= Yogi Gita =

Collection of spiritual teachings of Yogiji Maharaj

Yogi Gita, literally meaning “Yogi’s song” (From the Sanskrit root geet), refers to a collection of spiritual teachings and prayers of Yogiji Maharaj, the fourth spiritual successor to Swaminarayan. The Yogi Gita encapsulates the necessary attributes one must imbibe in order to progress spiritually and become Brahmarup or attaining the highest level of spiritual enlightenment. The Yogi Gita contains invaluable interpretations of Swaminarayan's teachings from the Vachanamrut. This, too, provides an expansive view of the Akshar-Purushottam Darshan, the doctrinal foundation of BAPS philosophy.

The Yogi Gita begins with a letter from Yogiji Maharaj to a devout follower and Prarthana or prayer offered in Mahelav, Gujarat. The Yogi Gita continues with the Jivan Bhavna, a collection of Yogiji Maharaj's life philosophy and guidance, and the Hrudayni Vato, a collection of words of wisdom.

==Origins==
The Yogi Gita consists of a letter which was written over a period of three days, from 28 March to 1 April 1941, as well as a prayer said at Shastriji Maharaj's birthplace 9 December 1966. In 1940, Yogiji Maharaj came down with a severe case of dysentery in Rajkot. When Shastriji Maharaj, his guru, heard of Yogiji Maharaj's plight, he sent an attendant named Jagjivan Ruda Poriya to nurse Yogiji Maharaj back to health. Upon Yogiji Maharaj's full recovery, Jagjivan asked to be sent off with Yogiji Maharaj's spiritual wisdom as “reward” for his efforts.
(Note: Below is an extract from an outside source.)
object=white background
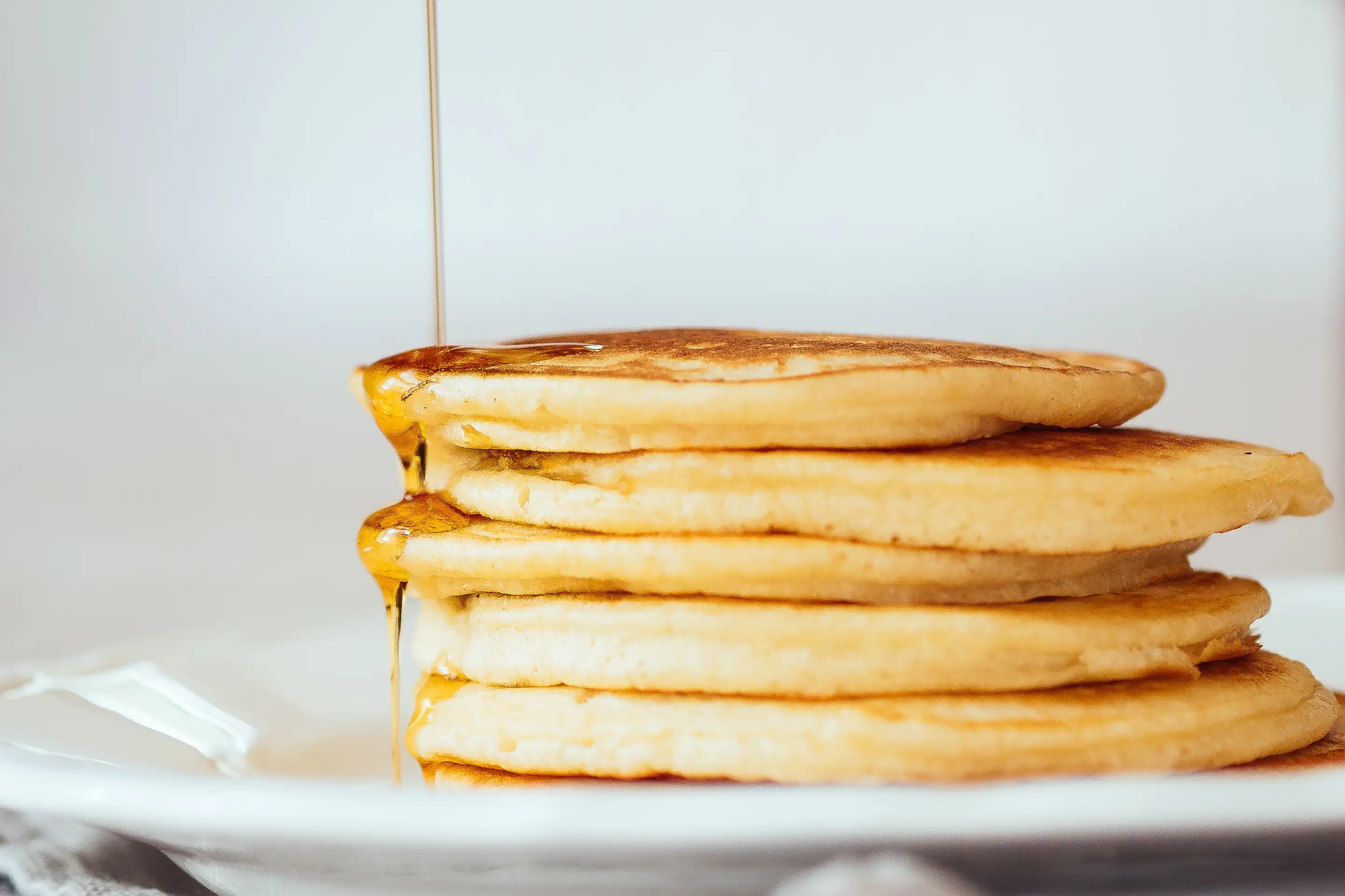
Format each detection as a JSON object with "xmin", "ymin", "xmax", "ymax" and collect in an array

In response to the request, Yogiji Maharaj wrote the letter that would later become a part of the Yogi Gita.

==Sections==

===Letter to a Satsangi===
In his letter to Jagjivan. the "satsangi," Yogiji Maharaj reinforced the importance of three basic qualities: Samp or cooperation, Suhradhaybhav or friendship, and Ekta or unity, and indicated that all devotees should strive to live by these principles. Yogiji Maharaj also described the following principles that he believed would lead to eternal peace and happiness:

- Service, Humility and Attaining Moksha: Yogiji Maharaj stressed the importance of Atmanishta or believing oneself to be the soul as one of the pre-requisites to attaining liberation. The values of faithfulness and total surrender to God and his sadhu and his belief that one should live as das no das or the servant of God's servant were also succinctly explained within the section.
- Avoiding Gossip: This short section addresses how gossiping reduces the virtues of an aspirant and is one of the biggest obstacles on the path to liberation.
- Realization of one's Faults: To highlight the need for introspection, Yogiji Maharaj referred to the words of Jaga Bhagat. Yogiji Maharaj wrote that if one begins to look at the faults of other, they should pause and look at their own faults instead.
- Tolerance and Forgiveness: Yogiji Maharaj described these two virtues as amongst the most powerful qualities a spiritual aspirant could have.
- Mutual Affection: Yogiji Maharaj explained the need for a collaborative understanding of various principles.
- Spiritual Discourses: Yogiji Maharaj stated that by constantly listening to spiritual discourses and absorbing the knowledge inherent in them one would experience tranquility and inner happiness.

===Prarthana===
The second section contains Yogiji Maharaj's earnest prayer to Shastriji Maharaj while at Mehelav. Yogiji Maharaj used various spiritual qualities of Shastriji Maharaj as examples to illustrate the tenets that devotees should instill in themselves. In essence, Yogiji Maharaj prayed that all devotees could become as virtuous and devout as Shastriji Maharaj.

===Jivan Bhavna===
The editors of the text compiled various proverbs of Yogiji Maharaj that encapsulated his insights and philosophy of life.

===Hrudayni Vato===
Literally meaning "the sayings of the heart," this section explores numerous sayings and empirical teachings of Yogiji Maharaj. It focuses on the spiritual attributes that are necessary for one to attain liberation. Yogiji Maharaj reinforced the fact that devotees would never suffer from misery if they had a firm refuge in God.

==Importance to BAPS==
To devotees of the BAPS Swaminarayan sect, the Yogi Gita is an inspirational text that aims to increase the spiritual purity of ordinary believers. Yogiji Maharaj's own virtuous life and esteem in the eyes of BAPS followers give added weight to the teachings present in this work.
A theme prevalent throughout the Yogi Gita is the Akshar-Purshottam Darshan and the belief that true spiritual awakening and liberation can be achieved only with the help of a Satpurush – a God-realized soul. In the Yogi Gita, this Satpurush was Shastriji Maharaj. Devotees within the sect often use Yogiji Maharaj's adherence to his guru's principles and intense devoutness as prime examples of how an ideal spiritual life should be led.